Mittelpunkt der jüngsten Restaurierungsarbeiten im Innenraum war die Wiederherstellung der Oberflächen in Anlehnung an die letzte Renovierung in den 1970er Jahren. Die Restauratoren hatten die Aufgabe, das barocke Original und die Ergänzungen zusammenzuführen. Im Fokus der rund 3,5 Mio.€ teuren Sanierungsarbeiten stand aber die Neugestaltung des Altarraums mit Altar und Ambo. Mit Abschluss der Renovierung ist dort ein neuer Ort für die katholisch-liturgische Feier entstanden.

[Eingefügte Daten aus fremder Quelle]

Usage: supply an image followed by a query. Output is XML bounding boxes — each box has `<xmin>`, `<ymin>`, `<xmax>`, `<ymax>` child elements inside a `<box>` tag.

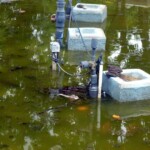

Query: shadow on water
<box><xmin>0</xmin><ymin>0</ymin><xmax>150</xmax><ymax>150</ymax></box>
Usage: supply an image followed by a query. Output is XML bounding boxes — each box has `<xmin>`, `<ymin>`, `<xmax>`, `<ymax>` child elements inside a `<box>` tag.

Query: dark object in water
<box><xmin>10</xmin><ymin>66</ymin><xmax>26</xmax><ymax>71</ymax></box>
<box><xmin>38</xmin><ymin>86</ymin><xmax>87</xmax><ymax>95</ymax></box>
<box><xmin>106</xmin><ymin>65</ymin><xmax>122</xmax><ymax>78</ymax></box>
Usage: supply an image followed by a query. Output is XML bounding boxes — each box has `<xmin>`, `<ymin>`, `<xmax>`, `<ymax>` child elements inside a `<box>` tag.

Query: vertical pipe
<box><xmin>98</xmin><ymin>61</ymin><xmax>103</xmax><ymax>101</ymax></box>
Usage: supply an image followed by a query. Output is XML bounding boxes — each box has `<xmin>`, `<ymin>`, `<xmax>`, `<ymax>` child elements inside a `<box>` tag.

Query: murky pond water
<box><xmin>0</xmin><ymin>0</ymin><xmax>150</xmax><ymax>150</ymax></box>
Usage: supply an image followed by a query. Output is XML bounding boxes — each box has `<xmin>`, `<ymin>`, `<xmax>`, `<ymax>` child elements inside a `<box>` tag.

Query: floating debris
<box><xmin>0</xmin><ymin>0</ymin><xmax>18</xmax><ymax>4</ymax></box>
<box><xmin>77</xmin><ymin>106</ymin><xmax>89</xmax><ymax>111</ymax></box>
<box><xmin>112</xmin><ymin>114</ymin><xmax>121</xmax><ymax>120</ymax></box>
<box><xmin>59</xmin><ymin>94</ymin><xmax>79</xmax><ymax>100</ymax></box>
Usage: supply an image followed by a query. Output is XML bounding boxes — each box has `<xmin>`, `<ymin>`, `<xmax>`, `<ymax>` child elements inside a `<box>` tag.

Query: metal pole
<box><xmin>98</xmin><ymin>61</ymin><xmax>103</xmax><ymax>101</ymax></box>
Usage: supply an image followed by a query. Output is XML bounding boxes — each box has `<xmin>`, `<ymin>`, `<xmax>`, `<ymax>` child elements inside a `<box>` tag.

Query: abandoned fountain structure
<box><xmin>51</xmin><ymin>0</ymin><xmax>150</xmax><ymax>102</ymax></box>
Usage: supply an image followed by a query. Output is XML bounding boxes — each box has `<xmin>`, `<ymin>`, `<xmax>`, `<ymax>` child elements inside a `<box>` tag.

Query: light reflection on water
<box><xmin>0</xmin><ymin>0</ymin><xmax>150</xmax><ymax>150</ymax></box>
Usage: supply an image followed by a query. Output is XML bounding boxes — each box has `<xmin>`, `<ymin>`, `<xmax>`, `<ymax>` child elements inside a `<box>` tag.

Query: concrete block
<box><xmin>72</xmin><ymin>3</ymin><xmax>107</xmax><ymax>23</ymax></box>
<box><xmin>102</xmin><ymin>69</ymin><xmax>150</xmax><ymax>102</ymax></box>
<box><xmin>68</xmin><ymin>28</ymin><xmax>106</xmax><ymax>51</ymax></box>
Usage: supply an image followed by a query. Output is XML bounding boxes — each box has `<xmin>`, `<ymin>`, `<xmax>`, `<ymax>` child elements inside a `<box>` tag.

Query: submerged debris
<box><xmin>0</xmin><ymin>0</ymin><xmax>18</xmax><ymax>4</ymax></box>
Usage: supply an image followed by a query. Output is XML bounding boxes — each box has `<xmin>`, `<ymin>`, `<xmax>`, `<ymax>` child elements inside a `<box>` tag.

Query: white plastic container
<box><xmin>68</xmin><ymin>28</ymin><xmax>106</xmax><ymax>51</ymax></box>
<box><xmin>72</xmin><ymin>3</ymin><xmax>107</xmax><ymax>23</ymax></box>
<box><xmin>102</xmin><ymin>69</ymin><xmax>150</xmax><ymax>102</ymax></box>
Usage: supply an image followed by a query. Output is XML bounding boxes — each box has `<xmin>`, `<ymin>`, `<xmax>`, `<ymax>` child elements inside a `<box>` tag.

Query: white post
<box><xmin>97</xmin><ymin>100</ymin><xmax>101</xmax><ymax>129</ymax></box>
<box><xmin>50</xmin><ymin>42</ymin><xmax>60</xmax><ymax>70</ymax></box>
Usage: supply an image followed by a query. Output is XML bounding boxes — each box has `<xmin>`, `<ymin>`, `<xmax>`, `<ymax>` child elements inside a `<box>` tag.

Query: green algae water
<box><xmin>0</xmin><ymin>0</ymin><xmax>150</xmax><ymax>150</ymax></box>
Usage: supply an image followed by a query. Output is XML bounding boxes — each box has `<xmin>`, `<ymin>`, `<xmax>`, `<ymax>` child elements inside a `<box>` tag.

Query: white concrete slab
<box><xmin>102</xmin><ymin>69</ymin><xmax>150</xmax><ymax>102</ymax></box>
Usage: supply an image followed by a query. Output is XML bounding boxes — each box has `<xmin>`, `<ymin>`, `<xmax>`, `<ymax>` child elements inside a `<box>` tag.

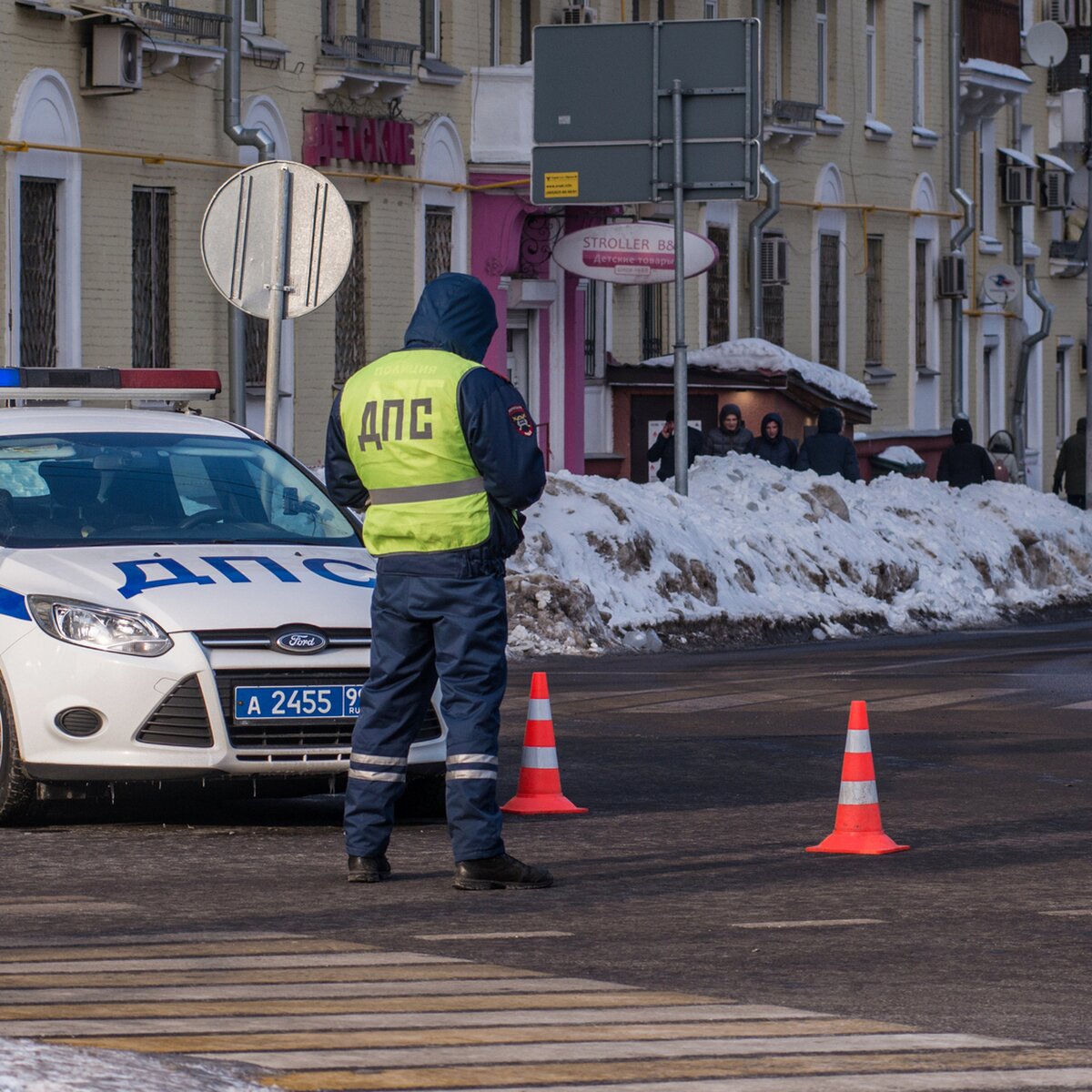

Eine neue liturgische Mitte
Gestalter des neuen Altarraums ist der Goldschmiedemeister Rudolf Bott, der in den 1980iger Jahren an der Akademie der Bildenden Künste in München studiert hat, und zwar bei Hermann Jünger in der "Klasse für Schmuck und Gerät". Vor dem zweigeschossigen Hochaltar aus dem 17. Jahrhundert schuf er ein rundes Podest aus ADNETER MARMOR sowie einen Zelebrationsaltar und einen Ambo als "Altar des gesprochenen Wortes", ebenfalls aus ADNETER MARMOR, und definierte so die Grundfläche einer neuen liturgischen Mitte. Da schon die Künstler aus der Barockzeit diesen intensiv roten Kalkstein aus dem nahen Salzkammergut unter anderem für die Fassung des Hochaltars verwendet hatten, passt sich der ADNETER MARMOR in die liturgische Ausstattung des Gotteshauses harmonisch ein.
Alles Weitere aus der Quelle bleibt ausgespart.